Optimizing Python Scripts

Python on HPC can be really slow sometimes. here are some tips

Look at different compile options

https://www.youtube.com/watch?v=umLZphwA-dw

https://numba.pydata.org/

Fast Numpy Operations

avoid code where you step through an array in a python loop

incoherent_sum = 0 for bl_idx in baselines: incoherent_sum += vis_hdu.data.data[bl_idx, ..., 0] + 1j * vis_hdu.data.data[bl_idx, ..., 0]

instead, try to reshape your problem into a multi-dimensional array mask that can be passed into numpy all at once, and use faster numpy math.

data = vis_hdu.data.data[..., 0] + 1j * vis_hdu.data.data[..., 1] incoherent_sum = np.sum(data[baselines])

Local Storage

Sometimes, reading a fits file from scratch via astropy can be quite slow. You can slightly modify your slurm scripts to speed this up.
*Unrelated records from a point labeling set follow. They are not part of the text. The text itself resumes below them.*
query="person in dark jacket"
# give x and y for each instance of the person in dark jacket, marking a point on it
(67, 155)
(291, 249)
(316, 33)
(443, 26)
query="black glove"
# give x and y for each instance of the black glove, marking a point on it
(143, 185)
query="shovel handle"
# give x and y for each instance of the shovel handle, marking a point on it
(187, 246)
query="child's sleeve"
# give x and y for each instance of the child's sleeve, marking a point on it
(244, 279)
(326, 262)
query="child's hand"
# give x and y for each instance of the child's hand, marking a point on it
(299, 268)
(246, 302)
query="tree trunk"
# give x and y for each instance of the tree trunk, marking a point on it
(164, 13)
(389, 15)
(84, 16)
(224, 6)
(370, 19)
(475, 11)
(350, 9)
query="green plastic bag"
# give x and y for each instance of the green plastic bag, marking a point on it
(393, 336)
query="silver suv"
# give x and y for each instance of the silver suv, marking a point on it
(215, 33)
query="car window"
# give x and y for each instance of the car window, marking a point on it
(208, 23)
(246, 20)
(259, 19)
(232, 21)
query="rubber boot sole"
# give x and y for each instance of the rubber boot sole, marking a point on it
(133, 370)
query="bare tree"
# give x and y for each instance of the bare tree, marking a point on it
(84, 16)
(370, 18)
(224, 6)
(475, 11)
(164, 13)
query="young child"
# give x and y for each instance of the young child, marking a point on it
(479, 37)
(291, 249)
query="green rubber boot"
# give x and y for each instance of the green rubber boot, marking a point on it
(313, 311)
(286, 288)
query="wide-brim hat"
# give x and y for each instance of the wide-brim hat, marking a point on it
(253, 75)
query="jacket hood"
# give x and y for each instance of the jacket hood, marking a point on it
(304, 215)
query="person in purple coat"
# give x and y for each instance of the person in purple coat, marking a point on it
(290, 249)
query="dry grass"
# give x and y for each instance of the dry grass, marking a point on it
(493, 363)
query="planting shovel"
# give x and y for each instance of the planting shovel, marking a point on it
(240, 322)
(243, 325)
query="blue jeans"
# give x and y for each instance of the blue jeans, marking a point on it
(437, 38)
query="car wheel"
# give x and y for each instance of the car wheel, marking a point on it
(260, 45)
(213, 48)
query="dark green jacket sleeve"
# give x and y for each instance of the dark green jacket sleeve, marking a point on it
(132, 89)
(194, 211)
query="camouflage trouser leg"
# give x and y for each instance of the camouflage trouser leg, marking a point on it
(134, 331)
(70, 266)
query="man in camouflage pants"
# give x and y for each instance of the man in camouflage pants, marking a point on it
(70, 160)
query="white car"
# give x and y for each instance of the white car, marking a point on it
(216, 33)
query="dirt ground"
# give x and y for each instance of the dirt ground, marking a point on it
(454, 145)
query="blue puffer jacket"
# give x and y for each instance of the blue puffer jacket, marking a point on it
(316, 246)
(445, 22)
It can be faster to copy the file to local storage first, then read the file with astropy. There are two local storage options:

  • /dev/shm (available space depends on memory capacity of the node)
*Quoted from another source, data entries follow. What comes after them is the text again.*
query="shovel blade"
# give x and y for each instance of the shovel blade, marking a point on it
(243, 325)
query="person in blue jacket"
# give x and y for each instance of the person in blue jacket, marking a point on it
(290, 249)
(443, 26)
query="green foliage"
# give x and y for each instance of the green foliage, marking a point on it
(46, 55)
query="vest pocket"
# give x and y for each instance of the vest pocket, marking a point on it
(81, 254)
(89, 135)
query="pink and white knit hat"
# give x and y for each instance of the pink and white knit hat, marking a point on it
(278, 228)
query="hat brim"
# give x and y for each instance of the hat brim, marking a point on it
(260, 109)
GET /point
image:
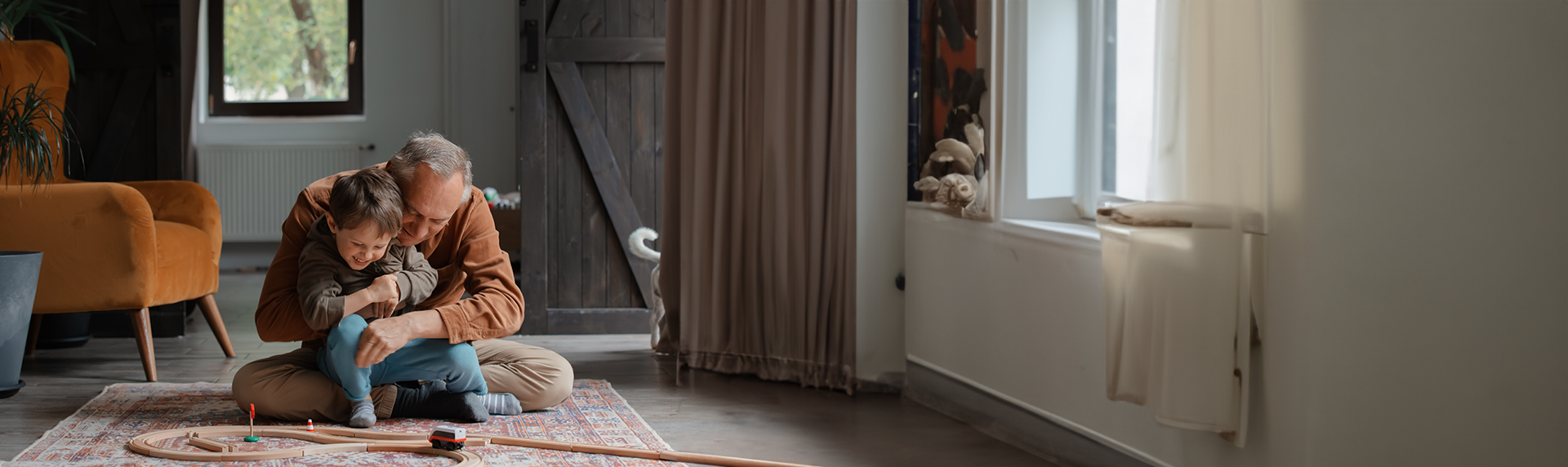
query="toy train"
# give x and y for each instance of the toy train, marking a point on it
(448, 438)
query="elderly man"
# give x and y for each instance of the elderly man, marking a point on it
(449, 221)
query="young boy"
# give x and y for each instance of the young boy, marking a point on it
(350, 273)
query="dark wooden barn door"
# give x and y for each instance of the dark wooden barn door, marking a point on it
(590, 131)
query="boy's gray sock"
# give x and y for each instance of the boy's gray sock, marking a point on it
(363, 414)
(501, 403)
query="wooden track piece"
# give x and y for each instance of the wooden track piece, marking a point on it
(336, 439)
(211, 446)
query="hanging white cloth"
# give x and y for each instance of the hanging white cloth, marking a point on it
(1178, 320)
(1183, 274)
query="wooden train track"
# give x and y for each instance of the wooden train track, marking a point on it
(334, 439)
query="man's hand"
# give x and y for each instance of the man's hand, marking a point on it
(381, 298)
(388, 336)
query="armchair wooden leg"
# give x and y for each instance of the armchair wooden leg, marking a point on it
(141, 323)
(209, 308)
(32, 334)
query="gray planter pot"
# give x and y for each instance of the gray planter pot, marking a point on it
(18, 287)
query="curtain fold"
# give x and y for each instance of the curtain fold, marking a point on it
(1183, 273)
(190, 24)
(758, 272)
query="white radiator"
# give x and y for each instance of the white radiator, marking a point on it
(256, 185)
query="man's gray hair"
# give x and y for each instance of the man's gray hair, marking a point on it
(438, 154)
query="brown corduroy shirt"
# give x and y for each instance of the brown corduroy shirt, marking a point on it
(466, 256)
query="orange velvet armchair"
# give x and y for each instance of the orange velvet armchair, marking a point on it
(109, 247)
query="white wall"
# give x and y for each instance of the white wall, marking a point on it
(407, 82)
(882, 60)
(1416, 257)
(482, 88)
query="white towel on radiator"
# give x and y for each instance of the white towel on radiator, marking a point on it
(1178, 323)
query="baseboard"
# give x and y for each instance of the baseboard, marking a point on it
(596, 322)
(1013, 422)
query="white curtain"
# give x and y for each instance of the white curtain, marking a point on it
(1184, 272)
  • /nvmetmp (not available on setonix, up to 1TB on Garrawarla)

Shared Memory

/dev/shm is a directory mounted directly in memory, so you need to request enough memory to contain multiple copies of the file.

#!/bin/bash #SBATCH --mem=100G ... cd /dev/shm; mkdir deleteme; cd deleteme; # copy from scratch to local cp /scratch/foo/bar.uvfits . # run analysis on local file python baz.py ./bar.uvfits # copy results back to scratch cp baz.out /scratch/foo

NVMe

/nvmetmp space is only provided when requesting --tmp in slurm.